The South Korean Oscar-winning film ‘Parasite,’ like ‘The White Tiger,’ is a gripping tale of class conflict and societal inequity. It revolves around two families: the underprivileged Kims and the rich Parks. By suggesting each other, the Kim family members progressively replace the Park family’s servants. Soon, the two organizations create a symbiotic connection, with both groups benefiting from the collaboration. Greed and class prejudice, on the other hand, finally take their toll, leading to the film’s violent and startling ending.
Peepli Live (2010)
Natha (Omkar Das Manikpuri), an impoverished farmer somewhere in India’s Heartlands, and his family are on the verge of losing the sole plot of land they have left to the banks in this gem of a dark comedy.
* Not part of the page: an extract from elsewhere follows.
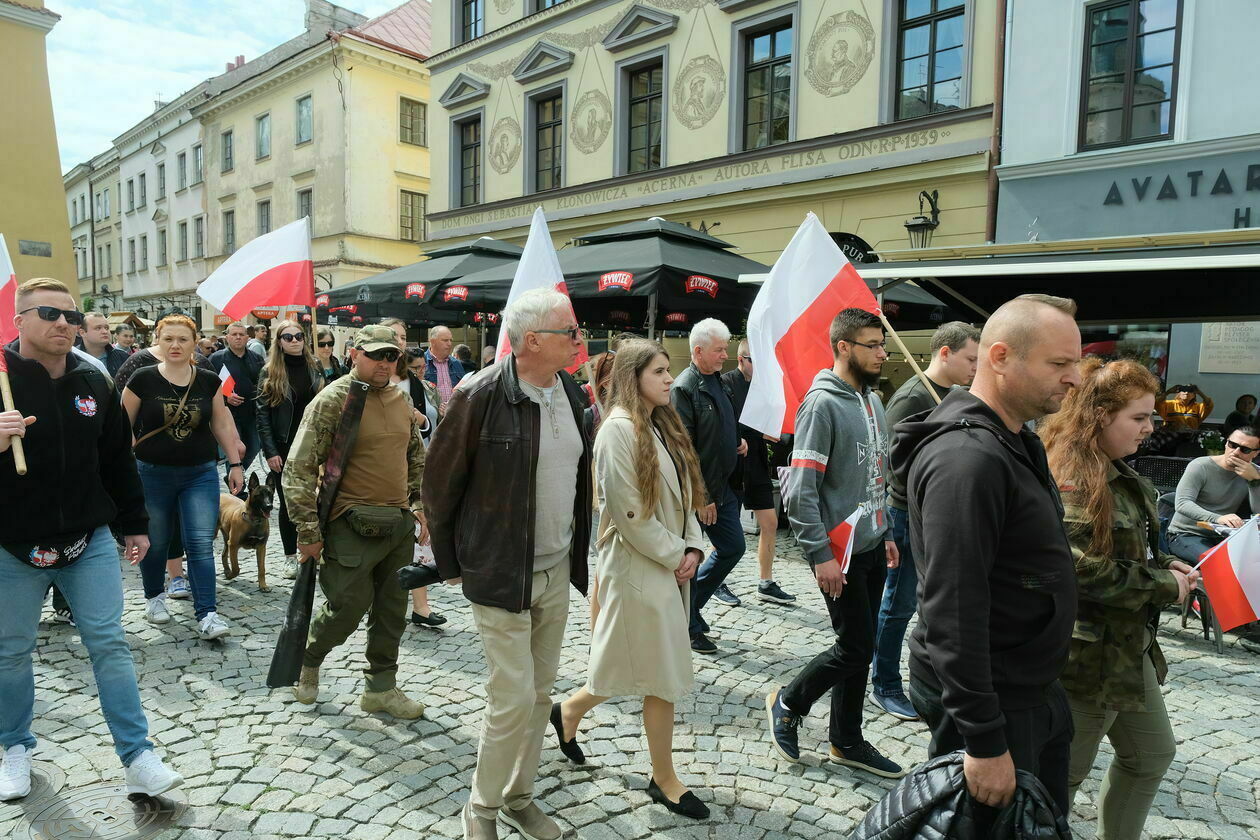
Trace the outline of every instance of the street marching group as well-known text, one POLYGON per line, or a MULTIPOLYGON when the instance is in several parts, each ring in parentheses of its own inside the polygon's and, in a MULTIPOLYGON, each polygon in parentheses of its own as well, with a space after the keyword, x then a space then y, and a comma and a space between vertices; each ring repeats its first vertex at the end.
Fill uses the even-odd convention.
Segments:
POLYGON ((567 371, 583 331, 550 289, 509 304, 510 352, 480 370, 442 327, 425 351, 408 347, 402 322, 365 326, 343 366, 330 332, 316 330, 312 351, 292 321, 267 342, 232 324, 216 349, 169 315, 136 350, 130 336, 112 344, 105 320, 76 311, 56 280, 24 283, 16 309, 18 338, 0 357, 13 398, 0 413, 5 801, 31 789, 32 651, 50 590, 91 658, 128 792, 182 782, 149 740, 119 546, 140 567, 149 622, 170 622, 168 599, 190 598, 200 638, 221 638, 231 628, 216 604, 216 532, 234 576, 235 549, 259 541, 250 518, 265 523, 274 498, 283 574, 317 564, 323 593, 297 702, 318 700, 321 665, 366 616, 363 710, 419 718, 397 682, 407 612, 445 619, 423 590, 409 607, 398 572, 431 558, 434 579, 470 602, 489 677, 465 837, 495 838, 500 822, 560 837, 535 801, 544 742, 584 763, 584 719, 627 695, 643 697, 649 796, 706 818, 711 797, 674 765, 675 705, 695 686, 693 654, 721 653, 709 601, 739 603, 726 580, 745 553, 741 508, 760 526, 756 597, 796 601, 773 575, 773 439, 790 446, 783 506, 834 630, 769 687, 777 754, 801 760, 801 721, 830 692, 825 757, 901 779, 863 734, 869 699, 926 723, 920 758, 957 758, 983 823, 1030 778, 1067 815, 1105 737, 1098 836, 1136 840, 1175 753, 1160 612, 1192 597, 1193 565, 1221 539, 1213 526, 1242 526, 1244 502, 1260 511, 1260 433, 1247 417, 1223 455, 1186 471, 1169 526, 1178 556, 1161 551, 1155 492, 1124 459, 1168 411, 1167 391, 1136 362, 1082 359, 1075 304, 1046 295, 1009 301, 982 330, 941 326, 930 366, 887 406, 875 390, 885 323, 839 311, 830 366, 795 409, 790 441, 741 422, 762 360, 744 341, 722 373, 731 334, 714 319, 691 330, 677 378, 659 343, 623 334, 579 385, 567 371), (265 481, 245 475, 260 452, 265 481), (590 601, 589 665, 553 702, 570 587, 590 601))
Natha, with the help of his brother Budhia (Raghubir Yadav), intends to commit suicide in order to have his loan forgiven by the banks. However, a local journalist soon reports on their plans. The report piques the interest of the national media, transforming Peepli into a hotbed of political activity. Despite being a comedy, it, like ‘The White Tiger,’ shed some light on the multiplicity of challenges encountered by the less privileged and how they endeavor to handle them.
Slumdog Millionaire (2008)
Danny Boyle’s Oscar-winning film is one of those few films that candidly depicts India’s impoverishment. It follows Jamal Malik as he grows up on Mumbai’s alleys, yearning for a better life. He gets the chance to play ‘Who Wants to Be a Millionaire’ in an Indian version and rapidly gets to the last question. The film follows Jamal as he learns the answers to each question on the quiz show in a non-linear storyline. Both films’ characters come from comparable backgrounds, yet their approaches to life are very different. Poverty, slavery, and society are all present in ‘Slumdog Millionaire’ and ‘The White Tiger,’ of course.
The Ruling Class (1972)
‘The Ruling Class,’ a caustic satire on the English nobility, is based on Peter Barnes’ play of the same name and describes how a paranoid schizophrenic gains peerage by inheritance. The new Earl of Gurney, Jack Gurney (Peter O’Toole), initially believes he is Jesus Christ, then Jack the Ripper. He swiftly adopts his place in the House of Lords, aided by his self-serving kin. We are introduced to the weaker factions of society in ‘The White Tiger,’ and we learn more about their issues. Both of these flicks, it appears, are two sides of the same coin.
The Talented Mr. Ripley (1999)
The film follows the titular character as he kills his way to the top layer of society, based on Patricia Highsmith’s novel of the same name. Balram (Matt Damon) and Ripley (Matt Damon) have a lot in common. Unlike the latter, who only kills his former master Ashok (Rajkummar Rao) as a last option, Ripley murders people due of his insane impulses. Killing is as much a part of his personality as enthusiasm for art, music, or fashion is.